The mayor said that since he took office in 1989, the city’s property-tax rate has dropped from $4.13 (1990) per $100 of assessed valuation to $2.54 (2005). The city’s fiscal management, he noted, led to Rock Island’s bond rating being upgraded last year.
He also said it’s important to have continuity of leadership right now because of a number of critical issues facing the city: the fate of the Rock Island Arsenal, the River Vision plan, the relocation of Casino Rock Island, and the Columbia Park plan to transform what is now the Quad City Industrial Center.

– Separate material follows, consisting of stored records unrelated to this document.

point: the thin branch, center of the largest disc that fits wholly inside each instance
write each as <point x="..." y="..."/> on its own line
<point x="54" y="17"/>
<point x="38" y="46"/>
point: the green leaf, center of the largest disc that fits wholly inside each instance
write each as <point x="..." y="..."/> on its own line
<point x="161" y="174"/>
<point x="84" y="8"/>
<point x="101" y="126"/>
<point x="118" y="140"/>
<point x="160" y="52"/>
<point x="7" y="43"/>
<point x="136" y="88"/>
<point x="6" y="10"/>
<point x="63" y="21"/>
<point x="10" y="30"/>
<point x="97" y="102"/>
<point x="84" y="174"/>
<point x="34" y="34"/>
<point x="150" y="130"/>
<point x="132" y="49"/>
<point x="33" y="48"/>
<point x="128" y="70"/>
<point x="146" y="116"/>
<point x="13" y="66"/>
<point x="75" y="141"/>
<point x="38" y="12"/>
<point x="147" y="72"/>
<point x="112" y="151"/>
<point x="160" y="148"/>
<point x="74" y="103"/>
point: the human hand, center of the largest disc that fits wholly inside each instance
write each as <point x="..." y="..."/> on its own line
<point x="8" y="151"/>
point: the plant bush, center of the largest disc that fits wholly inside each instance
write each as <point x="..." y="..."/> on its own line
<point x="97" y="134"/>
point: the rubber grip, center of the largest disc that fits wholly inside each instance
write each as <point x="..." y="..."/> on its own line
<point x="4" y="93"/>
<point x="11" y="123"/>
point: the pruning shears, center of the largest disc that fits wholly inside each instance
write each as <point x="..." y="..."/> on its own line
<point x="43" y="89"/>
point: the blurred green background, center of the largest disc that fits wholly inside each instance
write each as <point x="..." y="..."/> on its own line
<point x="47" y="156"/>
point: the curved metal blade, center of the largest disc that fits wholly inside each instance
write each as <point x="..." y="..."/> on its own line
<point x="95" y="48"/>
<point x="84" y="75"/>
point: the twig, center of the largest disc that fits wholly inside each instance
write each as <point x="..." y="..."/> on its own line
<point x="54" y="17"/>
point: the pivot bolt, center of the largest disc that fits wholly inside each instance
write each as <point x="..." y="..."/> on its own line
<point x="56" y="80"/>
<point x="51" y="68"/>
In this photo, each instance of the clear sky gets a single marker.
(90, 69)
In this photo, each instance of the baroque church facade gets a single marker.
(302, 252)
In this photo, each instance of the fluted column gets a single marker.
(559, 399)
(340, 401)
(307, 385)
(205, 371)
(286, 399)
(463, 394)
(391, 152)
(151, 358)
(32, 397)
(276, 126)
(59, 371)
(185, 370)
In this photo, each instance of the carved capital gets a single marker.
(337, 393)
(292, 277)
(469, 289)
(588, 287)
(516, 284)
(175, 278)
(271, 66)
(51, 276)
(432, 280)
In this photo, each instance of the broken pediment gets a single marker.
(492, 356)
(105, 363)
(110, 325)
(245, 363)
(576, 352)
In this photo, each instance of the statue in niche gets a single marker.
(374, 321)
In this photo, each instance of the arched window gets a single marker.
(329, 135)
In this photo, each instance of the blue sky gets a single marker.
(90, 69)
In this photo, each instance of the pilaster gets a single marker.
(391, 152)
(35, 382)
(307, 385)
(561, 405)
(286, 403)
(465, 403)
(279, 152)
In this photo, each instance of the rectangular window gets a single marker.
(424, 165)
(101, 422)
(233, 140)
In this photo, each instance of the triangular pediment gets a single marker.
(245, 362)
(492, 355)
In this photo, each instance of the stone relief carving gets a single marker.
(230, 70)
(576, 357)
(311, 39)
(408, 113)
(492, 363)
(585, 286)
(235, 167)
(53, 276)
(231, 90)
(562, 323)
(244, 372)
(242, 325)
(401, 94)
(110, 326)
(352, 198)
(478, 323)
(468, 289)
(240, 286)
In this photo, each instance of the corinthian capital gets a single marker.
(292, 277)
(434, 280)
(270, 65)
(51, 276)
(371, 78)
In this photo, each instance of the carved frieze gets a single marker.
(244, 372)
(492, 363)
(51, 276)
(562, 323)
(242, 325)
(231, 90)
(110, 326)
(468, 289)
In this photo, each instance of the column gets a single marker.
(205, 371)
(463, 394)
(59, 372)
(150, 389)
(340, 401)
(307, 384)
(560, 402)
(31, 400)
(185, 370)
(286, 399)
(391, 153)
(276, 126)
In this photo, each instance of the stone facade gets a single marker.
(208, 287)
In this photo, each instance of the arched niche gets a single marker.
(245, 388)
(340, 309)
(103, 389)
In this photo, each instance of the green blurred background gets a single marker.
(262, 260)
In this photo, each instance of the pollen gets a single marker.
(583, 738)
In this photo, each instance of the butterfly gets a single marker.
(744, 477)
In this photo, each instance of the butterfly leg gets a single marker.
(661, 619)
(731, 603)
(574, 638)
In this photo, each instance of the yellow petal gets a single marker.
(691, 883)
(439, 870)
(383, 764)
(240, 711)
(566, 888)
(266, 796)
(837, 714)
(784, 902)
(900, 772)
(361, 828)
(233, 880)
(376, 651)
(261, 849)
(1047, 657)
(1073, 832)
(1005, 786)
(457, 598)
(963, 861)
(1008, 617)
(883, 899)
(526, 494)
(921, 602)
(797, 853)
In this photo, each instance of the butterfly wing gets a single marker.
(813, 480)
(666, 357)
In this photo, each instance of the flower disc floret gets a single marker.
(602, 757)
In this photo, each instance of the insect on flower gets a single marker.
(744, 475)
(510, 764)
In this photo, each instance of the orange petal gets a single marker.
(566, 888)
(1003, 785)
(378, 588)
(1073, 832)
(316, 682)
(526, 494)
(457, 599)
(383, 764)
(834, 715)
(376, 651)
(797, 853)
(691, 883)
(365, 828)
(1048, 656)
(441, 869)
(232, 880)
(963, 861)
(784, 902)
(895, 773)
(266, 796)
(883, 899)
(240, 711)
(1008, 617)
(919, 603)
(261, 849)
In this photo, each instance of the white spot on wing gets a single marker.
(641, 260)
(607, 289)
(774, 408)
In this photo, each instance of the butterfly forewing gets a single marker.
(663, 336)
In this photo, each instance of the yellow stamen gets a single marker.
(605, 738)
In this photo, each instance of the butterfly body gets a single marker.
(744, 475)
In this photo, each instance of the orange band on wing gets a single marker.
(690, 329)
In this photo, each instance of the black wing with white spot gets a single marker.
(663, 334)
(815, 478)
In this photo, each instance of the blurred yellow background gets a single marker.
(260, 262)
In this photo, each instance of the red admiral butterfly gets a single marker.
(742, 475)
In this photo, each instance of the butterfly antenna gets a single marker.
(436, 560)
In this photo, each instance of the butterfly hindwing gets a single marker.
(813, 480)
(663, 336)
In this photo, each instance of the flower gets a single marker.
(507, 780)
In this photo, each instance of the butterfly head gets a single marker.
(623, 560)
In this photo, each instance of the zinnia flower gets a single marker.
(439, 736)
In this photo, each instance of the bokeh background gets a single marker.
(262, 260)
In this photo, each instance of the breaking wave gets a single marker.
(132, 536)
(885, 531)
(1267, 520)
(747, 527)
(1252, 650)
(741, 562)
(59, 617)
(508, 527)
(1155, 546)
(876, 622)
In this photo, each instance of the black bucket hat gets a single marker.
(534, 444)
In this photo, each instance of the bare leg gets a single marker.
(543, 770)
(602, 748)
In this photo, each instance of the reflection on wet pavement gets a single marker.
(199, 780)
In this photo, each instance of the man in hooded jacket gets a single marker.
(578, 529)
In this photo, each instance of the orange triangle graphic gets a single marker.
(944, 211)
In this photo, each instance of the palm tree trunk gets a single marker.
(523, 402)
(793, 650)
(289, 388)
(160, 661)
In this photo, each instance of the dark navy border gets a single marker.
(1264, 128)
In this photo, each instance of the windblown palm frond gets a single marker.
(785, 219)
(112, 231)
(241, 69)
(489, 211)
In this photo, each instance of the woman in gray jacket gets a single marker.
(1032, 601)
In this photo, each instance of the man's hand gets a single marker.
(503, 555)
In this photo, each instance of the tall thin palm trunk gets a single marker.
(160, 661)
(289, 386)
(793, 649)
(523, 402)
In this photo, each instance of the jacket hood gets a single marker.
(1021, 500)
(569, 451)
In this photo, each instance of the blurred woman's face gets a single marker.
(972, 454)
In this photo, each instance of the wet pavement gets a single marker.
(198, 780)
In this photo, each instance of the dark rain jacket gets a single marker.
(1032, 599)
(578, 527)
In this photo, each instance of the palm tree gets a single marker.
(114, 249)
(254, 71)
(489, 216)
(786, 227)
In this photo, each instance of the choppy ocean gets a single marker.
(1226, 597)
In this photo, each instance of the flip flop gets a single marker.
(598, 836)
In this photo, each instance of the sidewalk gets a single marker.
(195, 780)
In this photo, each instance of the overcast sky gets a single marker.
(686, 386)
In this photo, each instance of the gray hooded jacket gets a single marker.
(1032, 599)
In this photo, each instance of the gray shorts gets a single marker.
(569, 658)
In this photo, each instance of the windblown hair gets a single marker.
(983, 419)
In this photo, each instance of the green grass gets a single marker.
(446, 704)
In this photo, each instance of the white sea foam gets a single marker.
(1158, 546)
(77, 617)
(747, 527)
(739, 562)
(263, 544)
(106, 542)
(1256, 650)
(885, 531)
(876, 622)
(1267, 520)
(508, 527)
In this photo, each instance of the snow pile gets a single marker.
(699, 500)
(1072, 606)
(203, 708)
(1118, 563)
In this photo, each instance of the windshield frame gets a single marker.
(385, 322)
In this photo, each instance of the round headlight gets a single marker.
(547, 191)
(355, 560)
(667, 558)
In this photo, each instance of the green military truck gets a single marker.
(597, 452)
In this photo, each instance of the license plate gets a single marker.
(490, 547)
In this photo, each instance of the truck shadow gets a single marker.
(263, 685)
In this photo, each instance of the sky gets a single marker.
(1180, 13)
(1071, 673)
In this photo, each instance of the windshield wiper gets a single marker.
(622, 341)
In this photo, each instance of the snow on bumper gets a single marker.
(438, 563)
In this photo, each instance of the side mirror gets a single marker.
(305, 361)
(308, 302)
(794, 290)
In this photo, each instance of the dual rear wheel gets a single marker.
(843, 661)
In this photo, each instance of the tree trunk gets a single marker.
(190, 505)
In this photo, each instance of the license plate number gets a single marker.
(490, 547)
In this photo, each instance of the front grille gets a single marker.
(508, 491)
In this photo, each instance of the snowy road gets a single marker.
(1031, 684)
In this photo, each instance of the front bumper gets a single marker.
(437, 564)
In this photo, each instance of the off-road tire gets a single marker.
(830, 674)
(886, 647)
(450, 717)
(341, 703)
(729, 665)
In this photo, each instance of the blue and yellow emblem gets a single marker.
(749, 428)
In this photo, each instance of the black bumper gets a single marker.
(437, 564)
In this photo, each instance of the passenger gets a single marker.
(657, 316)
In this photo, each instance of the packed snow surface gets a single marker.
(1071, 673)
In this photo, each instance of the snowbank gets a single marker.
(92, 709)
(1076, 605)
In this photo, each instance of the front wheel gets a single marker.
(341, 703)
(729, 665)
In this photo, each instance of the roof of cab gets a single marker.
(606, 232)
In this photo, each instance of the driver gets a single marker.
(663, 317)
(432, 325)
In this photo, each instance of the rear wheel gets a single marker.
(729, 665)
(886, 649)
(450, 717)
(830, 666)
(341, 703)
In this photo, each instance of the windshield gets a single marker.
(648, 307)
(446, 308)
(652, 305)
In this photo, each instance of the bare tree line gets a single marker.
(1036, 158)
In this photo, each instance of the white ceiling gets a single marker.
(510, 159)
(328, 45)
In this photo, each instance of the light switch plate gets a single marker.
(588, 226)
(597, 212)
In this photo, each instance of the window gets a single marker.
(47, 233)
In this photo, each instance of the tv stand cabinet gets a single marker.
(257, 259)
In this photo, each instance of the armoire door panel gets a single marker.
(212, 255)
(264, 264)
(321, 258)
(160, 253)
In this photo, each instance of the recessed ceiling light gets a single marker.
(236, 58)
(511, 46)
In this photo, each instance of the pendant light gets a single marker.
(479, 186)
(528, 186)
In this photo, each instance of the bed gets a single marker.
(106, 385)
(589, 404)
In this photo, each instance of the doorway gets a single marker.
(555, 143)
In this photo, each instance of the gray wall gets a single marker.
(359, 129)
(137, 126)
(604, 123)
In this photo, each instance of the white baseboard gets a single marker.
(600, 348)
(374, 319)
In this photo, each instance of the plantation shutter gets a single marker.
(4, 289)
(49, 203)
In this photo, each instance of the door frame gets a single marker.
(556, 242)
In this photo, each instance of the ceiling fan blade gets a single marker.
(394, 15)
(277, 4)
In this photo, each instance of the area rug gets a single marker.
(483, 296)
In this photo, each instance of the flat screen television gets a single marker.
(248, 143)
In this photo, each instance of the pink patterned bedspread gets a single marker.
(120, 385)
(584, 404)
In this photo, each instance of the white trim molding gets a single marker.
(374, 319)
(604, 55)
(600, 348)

Schwiebert has been one of the point people on the Arsenal and is chair of the Arsenal task force. With a new list of base closings due May 16, he said it’s important that he be available to get the Arsenal off the base-closing list, or keep it off if it isn’t on the list. The mayor said that while the Arsenal should fare well on the base-closing committee’s objective criteria, the Pentagon has been pushing for privatization, which doesn’t bode well for the area’s second-largest employer.
The casino, River Vision, and Columbia Park are all in the plan stages and need to be shepherded to completion. “To have a change in leadership right now wouldn’t be advantageous,” Schwiebert said.
As for the food and beverage tax, Schwiebert said the city took that avenue because, unlike Moline, it doesn’t have much retail. “You just use what you have available,” he said. He added that he hasn’t gotten any complaints from bar or restaurant owners since the tax was implemented that it’s been detrimental to their business.
Schwiebert also said the city has an appropriate number of police at this time. “I think we are where we need to be,” he said. “This is what we can afford.”
He added that violent crime in Rock Island continues to drop, although property crime has risen somewhat. In addition, Rock Island has more police officers per-capita than other Quad Cities.
In addition to the mayor’s race, three city-council seats are also contested in Tuesday’s election. In Ward 1, Glen J. Evans will face Terry M.A. Brooks I; Dennis E. Pauley and Dianne Jordan are running in Ward 3; and Charles Austin III and David A. Levin are squaring off in Ward 7.